Besina Telenggen merupakan salah satu warga dari kampung Timobur, Distrik Pogoma. Ia memiliki empat orang anak masih muda dan remaja, Besina memiliki satu suami seorang petani/pekerja keras. Mereka hidup selama ini hasil dari kebun yang dipasarkan di pasar Sinak.

Besina mulai menceritakan kisahnya sejak awal mengungsi dari Pogoma ke Sinak hingga terbang ke Nabire untuk mencari kehidupan layak. Terpaksa harus meninggalkan Sinak karena kelaparan cukup memperparah kondisi keluarganya dan anak-anak tak ada akses pendidikan.

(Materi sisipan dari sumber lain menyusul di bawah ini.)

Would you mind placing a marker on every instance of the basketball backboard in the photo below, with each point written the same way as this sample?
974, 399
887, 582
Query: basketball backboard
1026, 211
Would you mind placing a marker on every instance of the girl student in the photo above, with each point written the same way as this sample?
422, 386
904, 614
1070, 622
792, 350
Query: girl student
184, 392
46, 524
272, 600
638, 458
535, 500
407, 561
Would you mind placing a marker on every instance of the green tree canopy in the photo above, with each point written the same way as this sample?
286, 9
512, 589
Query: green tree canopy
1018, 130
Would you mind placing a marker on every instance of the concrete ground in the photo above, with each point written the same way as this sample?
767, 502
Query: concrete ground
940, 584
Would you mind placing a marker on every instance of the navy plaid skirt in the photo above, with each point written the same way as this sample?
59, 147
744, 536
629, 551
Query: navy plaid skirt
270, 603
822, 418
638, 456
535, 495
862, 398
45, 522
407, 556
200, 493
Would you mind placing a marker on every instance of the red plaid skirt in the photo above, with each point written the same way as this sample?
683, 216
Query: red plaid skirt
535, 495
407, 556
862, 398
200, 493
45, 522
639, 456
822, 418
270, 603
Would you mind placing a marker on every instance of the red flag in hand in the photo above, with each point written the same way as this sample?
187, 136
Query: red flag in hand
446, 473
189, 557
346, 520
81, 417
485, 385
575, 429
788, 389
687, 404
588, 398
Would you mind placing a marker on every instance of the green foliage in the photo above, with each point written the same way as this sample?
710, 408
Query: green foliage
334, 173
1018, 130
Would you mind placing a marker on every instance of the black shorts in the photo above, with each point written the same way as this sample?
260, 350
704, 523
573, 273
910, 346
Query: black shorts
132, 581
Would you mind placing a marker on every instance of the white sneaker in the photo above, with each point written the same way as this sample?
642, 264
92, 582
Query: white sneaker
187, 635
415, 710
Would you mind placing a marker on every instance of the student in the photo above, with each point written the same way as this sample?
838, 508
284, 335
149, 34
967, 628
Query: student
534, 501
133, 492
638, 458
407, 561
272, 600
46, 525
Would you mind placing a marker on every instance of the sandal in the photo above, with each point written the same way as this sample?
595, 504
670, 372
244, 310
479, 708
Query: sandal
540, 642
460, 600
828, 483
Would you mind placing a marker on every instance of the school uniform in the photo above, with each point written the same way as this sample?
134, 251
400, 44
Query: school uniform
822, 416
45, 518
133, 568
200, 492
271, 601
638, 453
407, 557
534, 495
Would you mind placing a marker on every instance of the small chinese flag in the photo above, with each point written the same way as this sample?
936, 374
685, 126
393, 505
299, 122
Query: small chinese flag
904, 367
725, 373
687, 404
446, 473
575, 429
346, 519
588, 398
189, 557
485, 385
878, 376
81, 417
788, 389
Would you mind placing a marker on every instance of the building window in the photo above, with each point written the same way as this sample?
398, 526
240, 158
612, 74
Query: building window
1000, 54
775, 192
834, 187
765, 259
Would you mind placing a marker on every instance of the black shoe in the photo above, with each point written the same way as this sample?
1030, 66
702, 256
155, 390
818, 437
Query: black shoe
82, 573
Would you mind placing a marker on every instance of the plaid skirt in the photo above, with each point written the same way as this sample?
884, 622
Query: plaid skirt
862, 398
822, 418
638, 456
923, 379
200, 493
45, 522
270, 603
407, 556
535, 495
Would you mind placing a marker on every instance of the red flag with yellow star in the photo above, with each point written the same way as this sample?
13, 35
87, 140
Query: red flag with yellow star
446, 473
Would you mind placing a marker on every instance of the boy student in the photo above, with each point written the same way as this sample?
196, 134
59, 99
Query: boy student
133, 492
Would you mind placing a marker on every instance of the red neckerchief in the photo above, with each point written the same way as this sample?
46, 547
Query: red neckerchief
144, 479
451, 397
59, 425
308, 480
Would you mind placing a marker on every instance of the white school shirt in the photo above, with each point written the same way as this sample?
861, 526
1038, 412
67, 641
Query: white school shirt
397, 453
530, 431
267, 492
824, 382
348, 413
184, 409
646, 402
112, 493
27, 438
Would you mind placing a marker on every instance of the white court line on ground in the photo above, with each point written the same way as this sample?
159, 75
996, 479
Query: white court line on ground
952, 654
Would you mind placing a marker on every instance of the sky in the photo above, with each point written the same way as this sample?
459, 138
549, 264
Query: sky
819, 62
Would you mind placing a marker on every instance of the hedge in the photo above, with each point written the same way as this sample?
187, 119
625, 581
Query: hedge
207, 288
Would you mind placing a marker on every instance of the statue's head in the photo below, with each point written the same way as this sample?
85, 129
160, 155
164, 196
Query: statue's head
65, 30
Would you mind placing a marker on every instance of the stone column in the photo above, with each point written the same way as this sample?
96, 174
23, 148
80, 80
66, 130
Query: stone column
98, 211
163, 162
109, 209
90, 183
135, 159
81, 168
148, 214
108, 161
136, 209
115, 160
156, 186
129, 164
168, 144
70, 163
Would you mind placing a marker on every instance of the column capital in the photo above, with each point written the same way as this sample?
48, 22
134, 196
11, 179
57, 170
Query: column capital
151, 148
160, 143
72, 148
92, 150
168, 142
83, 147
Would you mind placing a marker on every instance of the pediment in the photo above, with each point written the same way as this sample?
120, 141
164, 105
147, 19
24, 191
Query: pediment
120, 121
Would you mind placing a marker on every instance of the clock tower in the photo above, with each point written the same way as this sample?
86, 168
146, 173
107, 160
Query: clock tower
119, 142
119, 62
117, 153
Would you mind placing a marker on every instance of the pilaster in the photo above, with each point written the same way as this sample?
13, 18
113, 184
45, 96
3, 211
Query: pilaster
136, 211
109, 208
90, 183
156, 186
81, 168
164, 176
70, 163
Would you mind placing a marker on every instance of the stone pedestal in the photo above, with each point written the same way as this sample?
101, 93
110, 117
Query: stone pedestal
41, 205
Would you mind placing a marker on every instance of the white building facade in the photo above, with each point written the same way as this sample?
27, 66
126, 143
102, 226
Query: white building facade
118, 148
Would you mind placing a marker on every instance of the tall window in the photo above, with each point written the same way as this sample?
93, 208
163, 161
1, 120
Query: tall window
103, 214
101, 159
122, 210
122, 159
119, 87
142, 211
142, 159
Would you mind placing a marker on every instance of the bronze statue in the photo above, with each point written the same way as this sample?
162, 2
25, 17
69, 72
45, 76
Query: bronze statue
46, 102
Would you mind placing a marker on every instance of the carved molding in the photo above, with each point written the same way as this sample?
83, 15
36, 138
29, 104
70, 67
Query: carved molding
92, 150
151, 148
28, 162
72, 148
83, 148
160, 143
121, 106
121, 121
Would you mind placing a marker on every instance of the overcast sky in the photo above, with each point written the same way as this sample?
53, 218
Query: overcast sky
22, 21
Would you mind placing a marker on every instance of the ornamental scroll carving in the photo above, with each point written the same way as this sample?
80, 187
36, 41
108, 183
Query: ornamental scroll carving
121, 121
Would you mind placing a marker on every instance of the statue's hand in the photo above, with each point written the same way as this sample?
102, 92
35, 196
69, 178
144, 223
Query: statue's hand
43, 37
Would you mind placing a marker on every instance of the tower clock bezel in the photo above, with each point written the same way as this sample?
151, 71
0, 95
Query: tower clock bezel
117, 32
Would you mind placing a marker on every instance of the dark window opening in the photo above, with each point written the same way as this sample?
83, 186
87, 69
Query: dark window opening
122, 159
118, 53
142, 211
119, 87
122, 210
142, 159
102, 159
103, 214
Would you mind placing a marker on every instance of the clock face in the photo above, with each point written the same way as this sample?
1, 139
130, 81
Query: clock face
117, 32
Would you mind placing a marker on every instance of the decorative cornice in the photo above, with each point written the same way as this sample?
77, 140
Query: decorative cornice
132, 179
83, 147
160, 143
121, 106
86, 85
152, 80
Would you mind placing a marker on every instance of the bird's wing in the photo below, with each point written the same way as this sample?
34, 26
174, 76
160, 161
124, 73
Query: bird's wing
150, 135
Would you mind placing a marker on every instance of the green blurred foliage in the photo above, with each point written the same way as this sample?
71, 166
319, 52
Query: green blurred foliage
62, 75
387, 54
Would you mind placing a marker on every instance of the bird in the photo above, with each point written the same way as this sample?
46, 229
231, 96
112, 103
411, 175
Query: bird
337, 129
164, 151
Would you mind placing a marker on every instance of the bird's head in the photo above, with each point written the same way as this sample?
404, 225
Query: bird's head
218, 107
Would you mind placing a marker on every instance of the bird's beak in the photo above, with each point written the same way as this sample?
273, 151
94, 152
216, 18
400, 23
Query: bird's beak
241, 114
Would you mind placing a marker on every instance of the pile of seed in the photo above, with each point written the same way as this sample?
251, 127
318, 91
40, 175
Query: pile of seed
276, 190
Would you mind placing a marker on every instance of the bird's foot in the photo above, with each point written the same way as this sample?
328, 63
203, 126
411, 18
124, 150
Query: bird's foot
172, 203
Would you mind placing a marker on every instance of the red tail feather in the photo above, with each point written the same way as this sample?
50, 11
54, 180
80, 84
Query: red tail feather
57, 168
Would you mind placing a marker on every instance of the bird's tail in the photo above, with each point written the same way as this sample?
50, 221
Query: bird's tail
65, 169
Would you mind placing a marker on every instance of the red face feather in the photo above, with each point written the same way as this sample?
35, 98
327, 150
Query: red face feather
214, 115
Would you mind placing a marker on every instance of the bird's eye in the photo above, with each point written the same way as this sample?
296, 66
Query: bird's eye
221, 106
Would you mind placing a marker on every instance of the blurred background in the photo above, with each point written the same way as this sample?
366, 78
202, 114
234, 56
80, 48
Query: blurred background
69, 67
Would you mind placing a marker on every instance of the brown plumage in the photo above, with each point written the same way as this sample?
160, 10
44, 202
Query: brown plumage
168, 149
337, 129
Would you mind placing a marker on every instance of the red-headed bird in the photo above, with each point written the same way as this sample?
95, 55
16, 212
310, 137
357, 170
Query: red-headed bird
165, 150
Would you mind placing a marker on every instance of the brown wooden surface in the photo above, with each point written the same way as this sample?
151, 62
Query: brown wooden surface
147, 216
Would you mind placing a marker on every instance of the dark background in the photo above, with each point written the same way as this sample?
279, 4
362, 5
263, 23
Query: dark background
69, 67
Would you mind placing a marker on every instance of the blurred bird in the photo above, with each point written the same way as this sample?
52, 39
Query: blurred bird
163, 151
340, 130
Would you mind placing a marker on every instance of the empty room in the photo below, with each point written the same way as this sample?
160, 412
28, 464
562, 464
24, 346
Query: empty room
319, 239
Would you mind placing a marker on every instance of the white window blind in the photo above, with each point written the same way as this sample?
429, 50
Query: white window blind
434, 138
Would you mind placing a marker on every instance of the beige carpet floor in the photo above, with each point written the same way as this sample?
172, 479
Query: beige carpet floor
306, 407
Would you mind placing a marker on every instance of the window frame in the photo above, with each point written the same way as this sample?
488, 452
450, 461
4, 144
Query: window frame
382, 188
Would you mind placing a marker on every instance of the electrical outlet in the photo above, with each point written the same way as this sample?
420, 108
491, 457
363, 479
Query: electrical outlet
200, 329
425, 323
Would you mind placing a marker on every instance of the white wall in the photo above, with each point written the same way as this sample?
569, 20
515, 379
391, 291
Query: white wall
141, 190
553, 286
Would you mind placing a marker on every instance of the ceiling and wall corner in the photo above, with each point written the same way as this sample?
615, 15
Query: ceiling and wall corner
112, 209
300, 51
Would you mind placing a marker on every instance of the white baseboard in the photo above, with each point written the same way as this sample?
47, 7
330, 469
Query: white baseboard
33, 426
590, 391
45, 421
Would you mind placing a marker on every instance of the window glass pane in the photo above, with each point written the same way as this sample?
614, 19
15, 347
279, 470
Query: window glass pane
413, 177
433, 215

Sejak awal mengungsi mendapatkan banyak bantuan sembako. Baik dari pemerintah, Mahasiswa, Gereja maupun pemerhati Kemanusiaan. Menurut kesaksiannya selama ini bergantung pada sembako. Setiap hari anak-anaknya mulai belajar mengonsumsi mi instan dan barang-barang instan lainnya.

Melihat dengan ±500 pengungsi dari Distrik Pogoma, akhirnya masyarakat bersepakat untuk membuat 6 tenda di wilayah Sinak berdekatan dengan kota sehingga mudah akses sembako dan keperluan lainnya.

Dari 6 tenda pengungsian, masyarakat dibagi per tenda 100 hingga 150 orang bersama anak-anak mereka di setiap tenda. Sedangkan, sebagian menumpang bersama masyarakat sekitar yang menerima mereka.

Besina juga termasuk salah satu keluarga yang dipilih untuk tinggal di tenda bersama 4 orang anaknya. Dalam satu tenda dengan jumlah warga cukup fantastis, mereka mengalami kesulitan untuk memperoleh tempat tidur dan makan yang baik.

Selama adanya ketersediaan pasokan sembako hasil dari bantuan pemerintah maupun lainnya, mereka cukup aman terlepas dari kelaparan. Sayangnya, dengan jumlah pengungsi yang cukup banyak tak bisa bertahan hanya dengan hasil bantuan. Besina mengaku, satu hari mereka bisa masak nasi 10-20 Kg per hari. Gula dan kopi setiap pagi menjadi kewajiban sementara itu anak-anak aktif mengonsumsi mi instan.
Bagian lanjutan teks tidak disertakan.